Given is a sequence of zeros and ones $x=(x_1,\dots,x_n)$ that could have been be drawn in one of two ways:
1) as success indicators in Bernoulli experiments with probability of success p (e.g. by tossing a biased coin), or
2) as sequence of states (0 or 1) in a random realisation of a Markov chain with {a transition probabilities matrix $\mathbf{P}.$
The challenge is to determine which way the given data were actually produced and how to estimate the corresponding parameters $p$ of $\mathbf{P}.$
Consider three processes:
(1) Independent tosses $X_i$ of a biased coin with Heads probability $\theta = 0.3.$ The long-run proportion of Heads ($1$'s) is $0.3.$
(2) A Markov Chain $Y_i$ with state space $\{0,1\}$ and 'change probabilities' $\alpha = p_{01} = .3,\,$ $\beta =p_{10} = .7,$ so that both rows of the transition matrix are the same $[1 - \beta = \alpha].$ Although 'disguised' ad a Markov chain, this is a purely independent process. The long-run distribution is $\lambda = (.7, .3).$
(3) A Markov Chain $Z_i$ with the same state space, but with change probabilities $\alpha = p_{01} = .03,\,$ $\beta = p_{10} = .07,$ so that the chain tends to move infrequently. However, because of the choices of $\alpha$ and $\beta,$ the long-run distribution is again $\lambda = (.7, .3).$
If each process is run through 10,000 steps (in R statistical software), the proportion of $1$'s is found to be about $.03$ in each case. However, autocorrelation function plots (for 40 lags) are about the same for the $X$- and $Y$-processes, but the $Z$-process shows significant autocorrelations through many steps. (If you haven't heard of 'autocorrelation' you can google it.)

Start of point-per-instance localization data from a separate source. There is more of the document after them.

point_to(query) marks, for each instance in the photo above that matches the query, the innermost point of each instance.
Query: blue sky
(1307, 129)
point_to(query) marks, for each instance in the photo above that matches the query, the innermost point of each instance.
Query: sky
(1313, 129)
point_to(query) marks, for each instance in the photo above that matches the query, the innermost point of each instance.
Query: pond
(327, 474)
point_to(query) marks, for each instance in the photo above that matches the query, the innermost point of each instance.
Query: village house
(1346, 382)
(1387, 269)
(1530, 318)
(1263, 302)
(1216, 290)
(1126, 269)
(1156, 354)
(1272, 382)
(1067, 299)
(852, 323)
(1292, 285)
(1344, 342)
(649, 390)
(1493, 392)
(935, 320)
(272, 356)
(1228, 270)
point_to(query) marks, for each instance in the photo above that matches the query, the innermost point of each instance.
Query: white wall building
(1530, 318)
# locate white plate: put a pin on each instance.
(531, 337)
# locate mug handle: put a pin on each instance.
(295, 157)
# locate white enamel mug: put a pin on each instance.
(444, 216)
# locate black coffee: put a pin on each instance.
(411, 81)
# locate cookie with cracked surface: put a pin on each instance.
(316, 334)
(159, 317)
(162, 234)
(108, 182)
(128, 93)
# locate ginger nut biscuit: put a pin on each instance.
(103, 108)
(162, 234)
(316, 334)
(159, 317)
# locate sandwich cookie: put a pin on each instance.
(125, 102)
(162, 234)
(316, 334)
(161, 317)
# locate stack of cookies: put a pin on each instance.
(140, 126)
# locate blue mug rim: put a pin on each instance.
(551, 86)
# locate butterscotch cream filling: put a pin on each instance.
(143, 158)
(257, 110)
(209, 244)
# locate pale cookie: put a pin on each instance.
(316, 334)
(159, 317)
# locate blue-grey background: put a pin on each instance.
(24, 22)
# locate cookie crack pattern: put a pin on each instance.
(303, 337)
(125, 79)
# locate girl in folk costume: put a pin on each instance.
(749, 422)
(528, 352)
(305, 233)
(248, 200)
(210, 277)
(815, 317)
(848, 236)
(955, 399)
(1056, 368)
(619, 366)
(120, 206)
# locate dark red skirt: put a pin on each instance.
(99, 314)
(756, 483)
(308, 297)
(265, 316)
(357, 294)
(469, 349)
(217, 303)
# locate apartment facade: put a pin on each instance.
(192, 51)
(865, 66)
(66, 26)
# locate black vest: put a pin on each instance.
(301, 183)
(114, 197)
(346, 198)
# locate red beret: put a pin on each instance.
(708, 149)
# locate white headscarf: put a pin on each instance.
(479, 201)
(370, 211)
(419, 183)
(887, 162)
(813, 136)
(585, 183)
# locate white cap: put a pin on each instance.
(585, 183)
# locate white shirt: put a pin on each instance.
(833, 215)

Of course, the autocorrelations of lag $0$ show correlation $1.$ For larger lags, autocorrelations outside the dotted blue bands are deemed significantly greater than $0.$ The one-step Markov dependence decays very slowly in a chain that does not move 'easily'.
Without doing a formal runs test, we note that the $X$- and $Y$-processes show average run lengths of about 2.4 [as expected: $.5(1/\alpha + 1/\beta) = 2.38$] steps. By contrast, the $Z$-process shows average run lengths of about 23 steps.